In order to use this script, you'll need to create an RSA private key. You can use OpenSSL, JavaScript, or any other method you find safe and easy. The file will need to be readable by PHP's openssl_pkey_get_private function, but other than that, it shouldn't matter if it's PEM or DER or any other format you can manage to get PHP to pass along to OpenSSL for decryption purposes. For simplicity, the file is referred to as 'priv.pem' (line 26). You will also need the matching public key which can be embedded directly in the script or called externally. Again, for simplicity, a file called 'pub.b64' containing a simple Base64 string of the public key is used as a reference point, but any loading method you choose can be used (line 175).

Features

The system uses RSA-OAEP for complete compatibility with JavaScript and PHP. Password data is Base64-encoded with 128-bit random seed values in chunks sized for the private key modulus, encrypted with the public key, and then Base64-encoded again for HTTP transfer.

Additions/Changes

If you wish to add other POST variables or hash the password with salt beforehand, that can all be handled very simply in the sendInput() function (lines 113-126). Separation into multiple files is equally simple, as would be making the request asynchronous.

Caveats

Do not use HTTP if you can use HTTPS.

RSA is only used because both PHP and JS support it natively.

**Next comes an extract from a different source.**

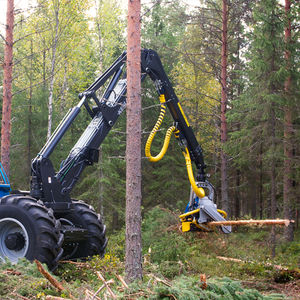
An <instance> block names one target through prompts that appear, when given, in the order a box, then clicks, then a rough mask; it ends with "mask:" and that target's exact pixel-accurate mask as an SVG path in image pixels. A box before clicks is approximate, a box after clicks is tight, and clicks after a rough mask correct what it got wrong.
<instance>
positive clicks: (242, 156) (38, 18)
mask: <svg viewBox="0 0 300 300" xmlns="http://www.w3.org/2000/svg"><path fill="white" fill-rule="evenodd" d="M195 2H196V4H195V3H194V2H193V5H189V2H188V1H180V0H174V1H167V0H149V1H145V2H144V3H142V4H143V7H142V19H141V22H142V46H143V47H145V48H151V49H154V50H156V51H157V52H158V54H159V55H160V57H161V60H162V63H163V66H164V68H165V70H166V73H167V74H168V76H169V77H170V79H171V81H172V83H173V85H174V87H175V89H176V93H177V95H178V98H179V99H180V101H181V102H182V107H183V109H184V111H185V113H186V115H187V116H188V119H189V121H190V123H191V124H192V127H193V129H194V131H195V134H196V136H197V138H198V141H199V142H200V144H201V145H202V147H203V149H204V155H205V160H206V164H207V166H208V168H207V171H208V173H210V174H211V177H210V178H209V180H210V181H211V182H212V183H213V184H214V186H215V187H216V198H215V200H216V203H217V205H218V207H219V208H224V207H226V209H227V210H228V212H229V216H230V218H232V219H234V218H237V219H240V218H245V219H249V218H260V219H264V218H271V217H272V218H283V217H284V218H291V219H295V224H294V225H293V227H290V229H291V230H285V239H286V240H289V241H291V240H292V239H293V230H294V228H298V224H299V223H298V222H299V208H300V204H299V177H300V172H299V170H300V168H299V146H298V145H299V138H300V135H299V125H300V119H299V115H300V114H299V110H300V107H299V101H298V99H299V62H300V59H299V13H300V7H299V5H297V1H291V9H290V11H289V12H288V14H287V13H286V11H285V7H284V3H283V2H281V1H276V0H264V1H242V0H232V1H227V3H228V11H227V18H228V28H227V54H228V57H227V65H226V68H227V79H226V95H227V100H226V103H225V109H223V111H222V112H223V114H224V115H225V116H226V123H227V130H226V140H224V139H223V140H222V139H221V123H222V122H221V102H222V101H221V98H222V87H223V88H224V84H222V82H221V79H222V78H221V48H222V27H223V19H222V1H212V0H207V1H201V2H200V1H199V2H197V1H195ZM3 3H4V1H1V5H2V4H3ZM91 12H92V13H91ZM126 14H127V12H126V11H125V8H124V6H123V5H121V2H120V1H116V0H110V1H108V0H99V1H98V0H96V1H82V0H81V1H80V0H52V1H43V0H40V1H36V2H35V3H34V5H33V7H28V8H27V9H18V10H16V11H15V26H14V64H13V102H12V133H11V138H12V140H11V155H10V158H11V167H10V181H11V184H12V188H13V189H16V188H18V189H25V190H28V188H29V180H30V163H31V160H32V159H33V158H34V157H35V156H36V155H37V153H38V152H39V150H40V149H41V148H42V146H43V145H44V143H45V142H46V140H47V137H49V134H50V132H53V130H54V129H55V127H56V126H57V124H58V123H59V122H60V120H61V119H62V118H63V116H64V115H65V114H66V112H67V111H68V109H69V108H70V107H72V106H74V105H76V104H77V102H78V93H80V92H82V91H84V90H85V89H86V88H87V87H88V86H89V85H90V84H91V83H92V82H93V81H94V79H95V78H96V77H97V76H98V75H99V74H101V73H102V72H103V71H104V70H105V69H106V68H107V67H109V66H110V64H111V63H112V62H113V61H114V59H116V58H117V57H118V56H119V55H120V54H121V53H122V51H124V50H125V49H126ZM288 20H290V21H291V38H290V43H286V42H285V41H286V38H285V29H286V27H287V26H288ZM3 51H4V42H3V43H1V44H0V57H1V60H2V59H3ZM287 52H288V53H289V60H287V59H286V53H287ZM287 80H290V82H291V84H290V86H289V88H288V90H287V88H286V82H287ZM0 82H3V72H2V70H1V72H0ZM142 99H143V100H142V101H143V124H142V129H143V144H145V141H146V139H147V137H148V135H149V133H150V131H151V129H152V127H153V125H154V122H155V121H154V120H156V118H157V117H158V114H159V106H160V105H159V100H158V96H157V94H156V91H155V88H154V86H153V83H152V82H151V80H149V79H147V80H145V82H144V83H143V90H142ZM0 101H1V103H2V93H1V94H0ZM223 104H224V102H223ZM224 115H223V116H224ZM287 115H289V116H290V118H287ZM89 121H90V118H89V116H88V114H84V113H82V114H81V115H80V116H79V117H78V119H77V121H76V122H75V124H74V125H73V126H72V128H71V130H70V132H69V133H68V134H67V136H66V137H65V139H64V140H63V141H62V142H61V143H60V144H59V146H58V148H57V151H56V152H54V153H53V154H52V157H51V159H52V161H53V162H54V164H55V166H56V168H59V165H60V163H61V161H62V160H63V159H65V157H66V156H67V154H68V152H69V150H70V149H71V148H72V146H73V144H74V142H76V141H77V140H78V138H79V136H80V134H81V133H82V131H83V129H84V128H86V126H87V124H88V123H89ZM171 123H172V119H171V117H170V116H169V117H167V118H166V120H165V122H164V123H163V126H162V128H161V132H159V134H157V137H156V141H155V143H154V145H153V152H156V151H159V149H160V147H161V144H162V141H163V137H164V134H163V133H164V132H165V131H166V130H167V128H168V127H169V125H170V124H171ZM287 123H288V126H287ZM125 126H126V119H125V114H123V116H121V117H120V119H119V121H118V122H117V123H116V125H115V126H114V128H113V129H112V130H111V132H110V134H109V135H108V136H107V138H106V139H105V141H104V143H103V144H102V146H101V149H100V150H101V151H100V157H99V164H95V165H94V166H92V167H90V168H87V169H86V170H85V172H84V174H83V175H82V178H81V181H80V182H79V183H78V184H77V186H76V188H75V189H74V191H73V194H72V197H73V198H76V199H82V200H84V201H86V202H87V203H90V204H92V205H93V206H94V207H95V208H96V210H97V211H98V212H100V213H101V214H102V215H103V217H104V220H105V223H106V224H107V228H108V230H107V232H108V236H109V237H111V239H110V242H109V246H108V253H109V255H110V256H109V258H107V257H106V258H105V259H104V261H103V262H99V261H97V264H98V265H100V267H103V266H104V269H105V266H106V265H105V264H106V263H107V260H108V261H109V263H110V266H111V263H116V265H118V264H119V259H121V260H122V259H123V258H124V249H123V246H122V245H124V219H125V210H124V206H125V180H126V178H125V174H126V172H125V167H126V166H125V163H126V162H125V146H126V133H125ZM287 127H288V129H289V130H290V131H289V132H288V134H287V131H286V128H287ZM287 149H288V150H289V151H288V153H289V155H288V157H287ZM142 155H143V162H142V171H143V178H142V199H143V200H142V205H143V207H142V213H143V217H144V221H143V254H144V258H145V259H147V255H148V256H151V261H152V262H157V263H159V264H160V270H161V272H162V273H163V275H165V276H169V277H172V276H173V275H174V274H175V275H176V274H179V273H182V272H183V273H184V270H189V271H190V270H193V271H194V272H206V273H208V274H209V273H213V272H215V273H216V274H218V275H219V276H222V275H227V276H230V275H231V273H232V274H234V276H235V277H238V276H240V275H238V274H244V273H247V276H248V275H249V274H254V275H255V276H259V274H262V276H266V277H268V278H269V277H270V276H271V275H270V273H269V270H268V269H265V267H264V268H263V269H262V268H261V265H257V264H254V265H253V264H247V266H246V265H243V266H242V267H238V268H237V269H235V268H232V266H231V265H228V264H227V263H225V264H224V265H223V266H220V264H219V263H217V262H216V260H215V259H212V258H211V257H209V255H207V253H214V255H224V254H226V255H229V256H236V257H239V258H245V257H247V258H248V259H249V257H250V259H251V260H254V259H258V258H259V259H268V258H269V257H270V256H269V255H270V251H269V249H267V248H263V247H264V246H265V241H268V238H269V232H268V231H263V230H259V232H256V233H255V234H253V232H252V234H253V235H251V237H250V233H251V232H250V231H247V230H245V231H243V229H241V230H240V231H239V232H236V231H235V235H234V236H233V235H232V237H230V241H229V240H226V238H224V239H222V240H221V239H220V238H219V236H218V235H217V236H216V235H215V234H212V235H211V236H210V237H208V236H201V242H200V241H198V242H197V243H196V244H195V241H194V240H193V237H191V236H187V237H185V238H183V236H182V235H178V234H175V233H174V232H172V233H169V231H168V230H169V229H168V228H171V229H172V228H173V229H174V228H176V225H175V224H178V219H177V217H175V218H174V216H173V214H172V213H171V212H175V215H176V214H177V213H179V212H183V210H184V208H185V206H186V204H187V202H188V199H189V191H190V184H189V182H188V177H187V174H186V168H185V161H184V158H183V156H182V154H181V150H180V147H179V146H178V145H177V143H176V142H175V141H174V140H171V144H170V147H169V150H168V152H167V155H166V156H165V158H164V159H163V160H162V161H160V162H159V163H156V164H151V163H149V162H148V161H147V160H146V158H145V157H144V154H142ZM222 156H223V158H224V156H225V158H226V173H227V176H226V184H225V186H227V187H226V189H225V190H224V182H223V183H222V179H224V176H223V177H222V174H221V173H222ZM287 158H288V162H289V164H290V168H289V169H288V171H287V169H286V168H285V167H286V162H287ZM287 182H288V185H286V183H287ZM222 186H223V188H222ZM287 188H288V190H286V189H287ZM224 195H225V196H224ZM174 226H175V227H174ZM162 227H163V228H166V230H167V231H166V232H165V231H162V230H161V228H162ZM171 229H170V230H171ZM245 232H246V233H247V236H248V238H249V241H248V242H247V241H246V236H245ZM273 233H274V232H273ZM278 233H279V239H281V238H282V236H283V235H282V234H281V233H282V232H281V231H278ZM298 233H299V230H298ZM239 234H240V235H239ZM296 237H297V236H296ZM196 238H197V236H196ZM258 241H259V242H258ZM170 243H174V244H176V245H177V247H176V248H172V247H169V245H170ZM277 243H279V242H277ZM257 245H260V247H257ZM272 245H273V246H274V247H273V250H274V251H273V255H274V254H275V236H274V234H273V237H272ZM267 246H269V244H268V243H267ZM110 247H111V248H110ZM149 249H152V250H151V251H152V252H148V251H149ZM250 249H251V250H250ZM203 250H205V251H206V252H205V251H204V252H203ZM279 251H281V252H282V253H283V251H285V252H284V255H282V257H283V258H284V260H283V261H281V262H283V263H285V264H289V265H291V266H293V267H295V265H296V264H297V260H296V257H298V259H299V253H300V246H299V243H298V242H297V239H296V243H290V244H288V246H286V245H285V246H284V247H283V248H281V249H279ZM202 252H203V253H204V254H203V253H202ZM200 253H202V254H201V255H202V256H201V255H200ZM144 262H145V261H144ZM298 263H299V262H298ZM71 270H72V269H71ZM213 270H214V271H213ZM72 271H73V270H72ZM68 272H69V271H68V270H67V271H65V273H64V277H65V278H67V277H68V276H69V273H68ZM297 274H298V273H297ZM70 276H71V275H70ZM72 276H73V275H72ZM241 276H242V275H241ZM272 276H273V275H272ZM274 276H275V275H274ZM276 276H277V275H276ZM287 276H290V275H289V274H288V275H287ZM183 299H184V298H183Z"/></svg>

SHA-1 is used because PHP doesn't like other hashing algorithms in its OAEP.

Use a 2048-bit or 4096-bit key modulus for best results.

There may be a slight delay in form submission. You may wish to provide users with interface cues, so they don't get impatient.

The code as-is is vulnerable to replay attacks. For best results, add a nonce value, generate one-use private keys, or include some other bit of checkable data into the encryption process if using this code for logging in. If used for a sign-up form, a replay attack isn't as worrisome, unless you send the password plain-text back to the user in a "welcome" E-Mail or something. Doing so could allow an attacker to trick your server into sending them the password of another user.

The code as-is sends a password that the server can see. This is bad practice in most cases. A salted hash should be used instead wherever and whenever possible. This applies to both signing up and logging in.